Technology | Databases
Graph Databases – Why relationships need real focus
Graph databases are not a new technology, but they do tend to find themselves at the cutting edge of technology. They have become especially relevant in modern times due to our world growing ever more connected. Let’s take a look at why that is and what exactly a graph database is.
What is a graph database?
A graph database is one that places equal importance on the relationships between data points, as on the data points themselves. The term graph, in this case, refers to the structure that represents the relationship between data items stored to a series of nodes and edges.
It is an inherently flexible model because the data isn’t stored in a predefined structure. Instead it exists as it is first drawn out, demonstrating the connections and relationships between each entity.
When compared with relational databases, graph databases tend not to store such complete information about items, as their main function is to map the relationships between items.
Graph databases are modelled in large part on graph theory, a mathematical theory. In translation to computer science it has carried over much of the terminology and concepts, whilst developing many of its own.
What elements make up a graph database?
Considering the relative complexity of the topic, it’s worth breaking down some of the terminology involved and what each element is called and does. This won’t be an exhaustive list, but should give you an understanding of the main points.
Nodes
Initially called a vertex in mathematical graph theory, but referred to as a node when discussing graph databases. A node is a basic unit of a data structure and can contain data, as well as be linked to other nodes.
They are used to represent entities, such as people, businesses, accounts or any other item that needs to be tracked.
Edges
The connection between nodes is referred to as an edge. Each node may have a single edge or many. Each edge will also have a particular meaning depending on whether it is undirected or directed.
In an undirected graph, each edge has only one meaning. The connection between two nodes represented by an undirected edge means that this relationship is fixed and can be traversed in either direction.
In a directed graph, each edge will have a meaning based on the direction it goes.

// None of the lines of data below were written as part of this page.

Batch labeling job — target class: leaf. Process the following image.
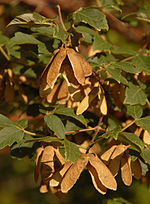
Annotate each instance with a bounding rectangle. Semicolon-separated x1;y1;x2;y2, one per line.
0;32;9;46
107;65;128;85
135;116;150;133
45;48;66;89
118;132;144;152
76;87;100;115
131;159;142;179
87;164;107;195
72;8;108;31
13;118;28;129
75;26;95;44
121;154;132;186
141;148;150;165
124;82;146;105
7;13;35;27
49;161;72;187
143;130;150;145
132;55;150;75
44;115;65;139
93;35;112;53
0;114;13;127
10;32;41;45
89;154;117;190
53;24;69;42
64;137;81;162
127;105;143;118
34;147;44;183
60;159;88;193
115;62;141;74
67;48;85;85
0;127;24;149
54;108;87;126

This is more complex as depending on which direction the edge is running, either from or to a node, the meaning is changed.
Properties
Properties refer to information related to nodes and edges. For example, if one of the nodes was ‘Atlas’ then it might have properties such as company, agile, software developer, brand name, purple, or innovator.
What are graph databases used for?
Graph databases excel at semantic queries, that is to say queries that deal with both implicit and explicit data. Traditional relational databases represent relationships in an implicit manner.
That means that the relationships between two data sets only becomes apparent when a query statement is written by a developer, which requires intimate knowledge of the database schema and can be time consuming.
Because a graph database directly stores the relationship between data nodes, semantic searches are much simpler and less resource intensive.
When searching for data that’s one or more search levels deep, the difference becomes even more apparent. Relational databases need to query for each level of search, for example name, location, and shoe size. Then they need to perform a further query to find the data points in each set that line up.
A graph database could begin that same search with shoe size and traverse the backlinks through the relationships to find the correct data points.
Graph databases are also adept at helping to identify hot, cold, short and long paths within a graph. A path can be visualised as a start node and an end node, with any number of middle nodes in between.
By identifying the shortest path, you could facilitate navigation software to identify the shortest route to a destination. Or, you could identify a hot path, the one with the highest count of the most common path, allowing the same navigation software to identify the most travelled route.
We’ve taken an overview of the fundamentals of graph databases here and we hope it’s provided some insight. We’ll be back soon to discuss some more exciting topics around graph databases, including how we can use them to visualise data in interesting ways.